Search code examples
pythonmultiprocessing

Python Multiprocessing - is this method a valid way to configure and access process values in a safe way?


Is the below strategy a satisfactory way to spawn several new processes with their own multiprocessing value variable for later access in a process safe manner? Can each of the processes write to the process_outputs list independently and asynchronously? It seems to work but I have not seen this method used.

def process_function(output):
  do something
  output.value = something

if __name__ == '__main__':
  processes = []
  process_outputs=[]
  for i in range(num_processes):
      process_outputs.append(mp.Value('l', 0))
      processes.append(mp.Process(target=process_function, args=(process_outputs[i])))
  for process in processes:
      process.start()
  for process in processes:
      process.join()
  for j in range(num_processes):
      if process_outputs[j].value == something:
          pass  # do something
      else:
          pass  # do something else

Solution

  • It looks like you just want to collect return values of functions that run in parallel. That can be done much simpler:

    import multiprocessing
    
    
    def process_function(n):
        return n ** 2  # just computing a square for example
    
    
    if __name__ == '__main__':
        data = [1, 2, 3, 4, 5]
    
        pool = multiprocessing.Pool()
        results = pool.map(process_function, data)
        pool.close()
        pool.join()
    
        print(results)
    

    If you somehow need access to the results as they become available, instead of waiting for all the functions to complete:

    import multiprocessing
    from random import randint
    from time import sleep, time
    
    
    def process_function(n):
        start = time()
        sleep(d := randint(1, 5))
        return n, n ** 2, d, start  # a tuple of n, its square, delay and start time
    
    
    if __name__ == '__main__':
        data = [1, 2, 3, 4, 5]
    
        pool = multiprocessing.Pool()
        for result in pool.imap_unordered(process_function, data):
            print(result)
    
        pool.close()
        pool.join()
    

    Example output:

    (2, 4, 1, 1688715880.890775)
    (1, 1, 1, 1688715880.888705)
    (3, 9, 3, 1688715880.9089909)
    (5, 25, 3, 1688715880.9211953)
    (4, 16, 5, 1688715880.9120545)
    

    This shows that the inputs are processed in parallel and that the results are processed as soon as they become available. The timestamp shows that all calls were started within moments of each other, the delay shows that they indeed complete in the expected order.

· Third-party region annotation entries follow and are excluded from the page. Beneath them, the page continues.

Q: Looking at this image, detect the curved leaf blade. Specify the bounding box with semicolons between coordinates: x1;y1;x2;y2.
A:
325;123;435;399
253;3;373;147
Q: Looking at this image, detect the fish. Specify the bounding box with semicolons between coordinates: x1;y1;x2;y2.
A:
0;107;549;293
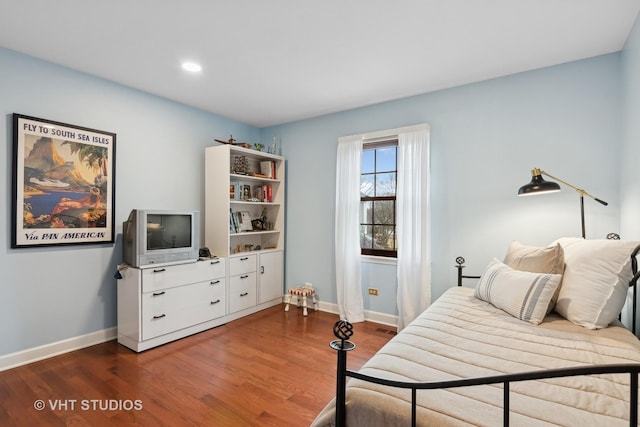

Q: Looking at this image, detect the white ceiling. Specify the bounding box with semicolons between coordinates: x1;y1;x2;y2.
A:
0;0;640;127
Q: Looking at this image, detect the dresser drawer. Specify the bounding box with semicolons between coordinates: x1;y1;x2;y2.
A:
142;279;225;340
229;273;258;313
229;255;257;276
142;259;225;292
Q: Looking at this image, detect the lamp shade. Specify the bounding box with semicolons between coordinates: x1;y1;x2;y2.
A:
518;169;560;196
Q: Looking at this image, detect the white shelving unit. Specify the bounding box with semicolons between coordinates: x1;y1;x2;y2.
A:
204;145;285;317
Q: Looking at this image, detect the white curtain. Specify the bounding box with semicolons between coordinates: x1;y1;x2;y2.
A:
396;125;431;331
335;136;364;322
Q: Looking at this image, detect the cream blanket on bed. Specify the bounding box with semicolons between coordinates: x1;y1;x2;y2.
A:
312;287;640;427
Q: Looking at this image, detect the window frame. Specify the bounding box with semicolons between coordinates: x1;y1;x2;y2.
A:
359;136;398;259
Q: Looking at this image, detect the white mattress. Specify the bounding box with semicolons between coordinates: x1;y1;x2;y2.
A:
312;287;640;427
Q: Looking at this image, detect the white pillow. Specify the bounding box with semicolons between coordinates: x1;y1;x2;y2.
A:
554;237;640;329
502;240;564;314
474;258;562;325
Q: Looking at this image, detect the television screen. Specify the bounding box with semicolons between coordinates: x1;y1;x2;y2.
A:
147;214;192;251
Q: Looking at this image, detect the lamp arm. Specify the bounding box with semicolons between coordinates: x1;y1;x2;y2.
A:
540;170;608;206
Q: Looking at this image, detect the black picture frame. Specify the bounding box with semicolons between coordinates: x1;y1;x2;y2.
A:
11;113;116;248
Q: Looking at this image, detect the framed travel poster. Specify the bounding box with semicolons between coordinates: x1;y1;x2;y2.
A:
11;114;116;248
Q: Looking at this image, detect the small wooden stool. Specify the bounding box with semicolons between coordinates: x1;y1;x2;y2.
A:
284;285;318;316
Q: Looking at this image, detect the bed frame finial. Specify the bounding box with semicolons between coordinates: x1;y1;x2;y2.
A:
329;320;356;427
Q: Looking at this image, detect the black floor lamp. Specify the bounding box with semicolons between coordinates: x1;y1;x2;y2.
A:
518;168;608;239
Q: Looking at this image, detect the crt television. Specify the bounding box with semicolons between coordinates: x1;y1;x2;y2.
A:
122;209;200;268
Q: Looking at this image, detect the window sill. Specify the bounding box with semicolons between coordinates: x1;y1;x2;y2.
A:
360;255;398;265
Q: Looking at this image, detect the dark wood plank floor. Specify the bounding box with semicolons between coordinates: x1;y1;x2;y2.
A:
0;306;395;427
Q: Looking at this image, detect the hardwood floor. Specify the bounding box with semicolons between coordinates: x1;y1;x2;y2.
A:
0;306;395;427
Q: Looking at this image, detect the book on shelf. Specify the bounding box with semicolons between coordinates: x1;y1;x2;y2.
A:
263;184;273;203
260;160;276;179
229;209;239;233
229;181;241;200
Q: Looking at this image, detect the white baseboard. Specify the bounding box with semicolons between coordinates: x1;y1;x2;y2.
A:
0;327;118;372
318;301;398;327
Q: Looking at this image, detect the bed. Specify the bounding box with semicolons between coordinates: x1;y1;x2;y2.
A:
312;238;640;427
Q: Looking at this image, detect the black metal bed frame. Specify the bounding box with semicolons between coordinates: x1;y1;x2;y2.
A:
330;246;640;427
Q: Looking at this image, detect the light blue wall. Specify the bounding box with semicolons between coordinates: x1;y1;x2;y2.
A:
620;14;640;240
262;54;621;314
0;48;260;355
0;43;638;355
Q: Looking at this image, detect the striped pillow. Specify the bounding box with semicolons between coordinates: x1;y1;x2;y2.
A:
475;258;562;325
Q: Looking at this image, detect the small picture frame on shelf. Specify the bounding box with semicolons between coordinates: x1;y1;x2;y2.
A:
242;185;251;202
238;211;253;231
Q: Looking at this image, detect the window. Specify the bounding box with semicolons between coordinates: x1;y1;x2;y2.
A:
360;139;398;258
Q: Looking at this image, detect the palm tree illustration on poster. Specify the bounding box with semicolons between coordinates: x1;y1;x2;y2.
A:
12;114;115;247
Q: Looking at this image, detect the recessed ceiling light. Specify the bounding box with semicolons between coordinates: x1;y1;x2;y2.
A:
182;62;202;73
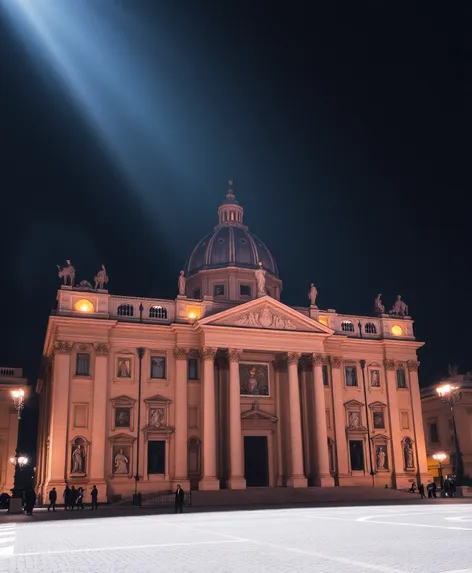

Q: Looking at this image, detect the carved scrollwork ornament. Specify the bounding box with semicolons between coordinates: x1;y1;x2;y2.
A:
200;346;217;360
226;348;241;362
285;352;300;365
93;342;110;356
54;340;74;354
331;356;343;368
407;360;420;372
174;347;188;360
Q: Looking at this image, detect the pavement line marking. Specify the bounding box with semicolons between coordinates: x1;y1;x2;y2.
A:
4;539;246;557
172;520;406;573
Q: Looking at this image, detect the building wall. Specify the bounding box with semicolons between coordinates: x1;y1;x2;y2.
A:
38;291;428;499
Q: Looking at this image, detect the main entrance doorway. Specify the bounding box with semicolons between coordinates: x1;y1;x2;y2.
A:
244;436;269;487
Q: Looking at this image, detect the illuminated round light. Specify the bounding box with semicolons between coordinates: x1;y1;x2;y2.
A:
392;324;403;336
74;298;93;312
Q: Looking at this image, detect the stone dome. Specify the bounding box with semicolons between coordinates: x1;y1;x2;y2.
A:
185;182;279;277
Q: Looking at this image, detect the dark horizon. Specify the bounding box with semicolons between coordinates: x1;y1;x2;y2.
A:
0;0;472;456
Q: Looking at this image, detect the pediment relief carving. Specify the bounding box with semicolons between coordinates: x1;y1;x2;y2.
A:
241;401;277;423
144;394;172;404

    This example doesn't act differently depending on the returned result, it just prints all of them, but it's of course trivial to replace the call to print() with something more clever.

    Edit: keep in mind that this is just an example, kept brief for simplicity. As pointed out in the comments, you'll want to ensure your code doesn't hang if there's the possibility of exceptions in the called function (hardly the case here) by using a context manager like this (also obviating the need to join and close the pool):

        with multiprocessing.Pool() as pool:
            for result in pool.imap_unordered(process_function, data):
                print(result)
    

    There's more things to add and say here, but that goes well beyond the context of the question.